This is part 2 of a 9 part series on Machine Learning. Our goal is to provide you with a thorough understanding of Machine Learning, different ways it can be applied to your business, and how to begin implementations of Machine Learning within your organization through the assistance of Untitled. This series is not by any means limited to only those with a technical pedigree. The objective is to provide a volume of content that will be informative and practical for a wide array of readers. We hope you enjoy and please do not hesitate to reach out with any questions. To start from part 1, please click here.
What Is Supervised Learning?
Machine Learning can be broken out into three distinct categories: supervised learning, unsupervised learning, and reinforcement learning.
Supervised learning can be thought of exactly the way that it sounds, a stylization of Machine Learning directed (supervised) by a human being. With supervised learning, the desired goal or target variable is already known, and our job is to train the Machine Learning model to be able to predict that target variable with a high degree of confidence.
Before we go any further, there are quite a few terms in the prior paragraph that we should define. For the sake of easy reading, I have italicized the terms. First, what is a target variable? A target variable is the desired output or what we hope to be able to predict. In the case of a machine learning model built for the financial industry, an example target variable would be the probability of someone defaulting on a loan.

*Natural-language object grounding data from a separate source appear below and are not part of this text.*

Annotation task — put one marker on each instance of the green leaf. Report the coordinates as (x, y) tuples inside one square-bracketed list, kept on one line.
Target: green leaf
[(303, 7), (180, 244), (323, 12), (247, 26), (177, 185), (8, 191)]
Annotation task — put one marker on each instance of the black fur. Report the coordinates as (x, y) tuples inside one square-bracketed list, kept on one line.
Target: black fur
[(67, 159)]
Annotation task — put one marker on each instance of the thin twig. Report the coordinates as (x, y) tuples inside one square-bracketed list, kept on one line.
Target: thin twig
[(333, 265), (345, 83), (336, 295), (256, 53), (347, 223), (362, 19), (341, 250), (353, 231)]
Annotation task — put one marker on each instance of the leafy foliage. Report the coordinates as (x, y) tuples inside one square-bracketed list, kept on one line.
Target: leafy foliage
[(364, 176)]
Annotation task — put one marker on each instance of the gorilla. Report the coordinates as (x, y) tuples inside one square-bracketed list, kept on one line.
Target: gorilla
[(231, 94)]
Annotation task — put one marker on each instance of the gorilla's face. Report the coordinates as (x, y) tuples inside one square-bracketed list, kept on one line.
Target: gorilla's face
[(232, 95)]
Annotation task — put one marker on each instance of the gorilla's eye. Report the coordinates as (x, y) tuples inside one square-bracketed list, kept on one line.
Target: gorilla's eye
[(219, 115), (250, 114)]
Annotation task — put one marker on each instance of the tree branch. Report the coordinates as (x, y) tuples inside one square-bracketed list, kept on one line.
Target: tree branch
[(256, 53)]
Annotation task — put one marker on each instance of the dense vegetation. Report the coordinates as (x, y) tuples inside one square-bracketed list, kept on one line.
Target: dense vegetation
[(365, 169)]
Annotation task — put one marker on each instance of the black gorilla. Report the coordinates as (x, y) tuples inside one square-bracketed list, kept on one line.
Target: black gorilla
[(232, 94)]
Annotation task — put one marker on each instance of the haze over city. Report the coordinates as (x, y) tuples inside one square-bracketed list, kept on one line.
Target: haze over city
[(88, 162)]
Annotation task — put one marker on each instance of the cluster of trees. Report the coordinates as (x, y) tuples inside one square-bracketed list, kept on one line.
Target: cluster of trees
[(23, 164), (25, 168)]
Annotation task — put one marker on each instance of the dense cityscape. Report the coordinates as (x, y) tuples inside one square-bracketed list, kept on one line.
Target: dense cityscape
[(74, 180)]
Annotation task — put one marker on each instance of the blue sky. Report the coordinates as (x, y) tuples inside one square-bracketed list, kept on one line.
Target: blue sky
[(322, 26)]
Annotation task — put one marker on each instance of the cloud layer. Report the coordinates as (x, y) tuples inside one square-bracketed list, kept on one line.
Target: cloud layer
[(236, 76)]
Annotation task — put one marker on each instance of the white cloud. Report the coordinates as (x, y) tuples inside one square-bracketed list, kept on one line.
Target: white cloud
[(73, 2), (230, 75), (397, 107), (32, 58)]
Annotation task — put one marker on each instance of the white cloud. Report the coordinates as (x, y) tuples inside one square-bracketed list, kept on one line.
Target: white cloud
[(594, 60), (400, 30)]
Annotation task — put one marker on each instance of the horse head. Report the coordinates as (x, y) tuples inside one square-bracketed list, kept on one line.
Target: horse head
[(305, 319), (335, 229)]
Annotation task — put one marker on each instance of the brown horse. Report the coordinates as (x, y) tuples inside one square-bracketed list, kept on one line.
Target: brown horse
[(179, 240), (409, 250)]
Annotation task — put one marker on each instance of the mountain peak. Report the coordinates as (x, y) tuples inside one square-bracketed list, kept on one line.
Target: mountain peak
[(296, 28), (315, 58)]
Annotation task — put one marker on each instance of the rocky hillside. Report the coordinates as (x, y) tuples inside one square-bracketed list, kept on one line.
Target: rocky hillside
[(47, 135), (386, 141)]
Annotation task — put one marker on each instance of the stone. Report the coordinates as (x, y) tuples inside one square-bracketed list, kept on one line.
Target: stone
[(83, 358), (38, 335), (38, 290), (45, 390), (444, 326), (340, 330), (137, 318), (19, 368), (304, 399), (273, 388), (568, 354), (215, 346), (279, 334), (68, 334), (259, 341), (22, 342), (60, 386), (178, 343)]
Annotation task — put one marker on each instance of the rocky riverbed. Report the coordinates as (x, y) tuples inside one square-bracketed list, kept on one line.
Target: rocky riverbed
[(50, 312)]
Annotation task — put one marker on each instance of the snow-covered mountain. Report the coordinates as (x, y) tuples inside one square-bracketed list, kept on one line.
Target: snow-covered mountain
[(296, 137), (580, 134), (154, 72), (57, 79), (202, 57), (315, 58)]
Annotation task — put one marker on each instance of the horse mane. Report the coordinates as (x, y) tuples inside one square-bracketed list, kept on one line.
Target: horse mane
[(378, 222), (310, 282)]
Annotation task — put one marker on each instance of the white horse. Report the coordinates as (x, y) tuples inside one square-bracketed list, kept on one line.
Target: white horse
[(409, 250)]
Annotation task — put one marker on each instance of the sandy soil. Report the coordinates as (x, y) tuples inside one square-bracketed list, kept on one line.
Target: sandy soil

By taking historical data of individuals who have and who have not defaulted on a loan, we can uncover the weight of certain variables in the model that contribute to a default. Variables for this example would include items such as length of credit history, or the amount being borrowed.
Once we have figured out the weights of the given variables, or in general have discovered which variables matter for producing a likely default, we can begin to train our Machine Learning algorithm with more sample historical data to tune the model. Tune means to improve its prediction accuracy. A Machine Learning model is the configuration of the ML algorithm we are using to predict outputs.
The goal of the model in this example is to produce predictions about future loan applicants. We tune Machine Learning models to increase our confidence in predicting good and bad lending opportunities. Confidence can very simply be thought of as how certain we are about a given prediction. In your high school stats class, you were probably introduced to the concept of a confidence interval, or a having a certain degree/percentile of confidence. For example, we are certain of this prediction at a minimum 95% confidence interval.
Conducting Supervised Learning
In order to conduct a supervised learning project, you’ll need well structured and labeled data, and a chosen target variable. The outcomes of these problems are controlled and known, and we are simply trying to get the algorithm to perform automated predictions with a high degree of certainty.
Unlike clustering algorithms used in unsupervised problems where we might not know what the target variable we desire to predict is (more on this in the next blog post), in supervised learning we have a fairly certain idea of what the data is going to tell us and how it converges to produce outputs within the model. Typically speaking in supervised learning problems, correlations are already known and have been proven through simpler classification or regression models. The Machine Learning model is used to automate the process and hyper fit the curve for better accuracy.
Two of the main types of supervised learning problems are classification problems and regression problems. A binary classification problem would be figuring out what category a given output belongs to. Think of it like a true/false solution or yes/no solution where the probability is reduced to a binary result (a result that has two possible classifications). Going back to our lending example, instead of ending at factoring probability by which a default will occur (such as this individual has a 73% chance of defaulting) we could simplify the output to “should we lend to this person all variables considered: yes/no.”
Given this example, we would use our classification algorithm to pick which category the output belongs to. We could define output in accordance to the financial organization’s risk profile that anyone who has a 20% chance or lower of defaulting, mark “y” for lending.
Anyone that has above 21% chance of defaulting, mark “n” for not lending. Regression solves the problem of figuring out the given probability of someone defaulting, with all weighted variables considered. For example, length of credit history has a greater correlation with default, or not defaulting, then say family size, male or female enquirer, etc. Binary classification simplifies the output of the problem to two results, either yes or no, true or false, 1 or 0.
There are problems that could be a better fit for a multi-classification solution. Multiclass would be assigning instances into 3 or more categories. If we wanted to assign an instance to three possible categories such as the amount to lend, interest to charge, and length of the loan, a multi-classification solution would help us solve this problem. A multiclass solution could also come after a binary solution is produced in a model.
This is a bit more of a complicated problem to solve, but for example, if we can determine a yes or no regarding extending a loan, then the multiclass algorithm can help us determine the remainder of what to do with the applicant. E.g. Jane Doe has an 18% chance or less of defaulting, extend lending “y”. Based upon length of credit history, FICO score, and debt to asset ratio, extend $5,000 with daily compounding interest of 2% with a 3 year payback period. This would all reside within a three-dimensional graph of “n” possible outcomes.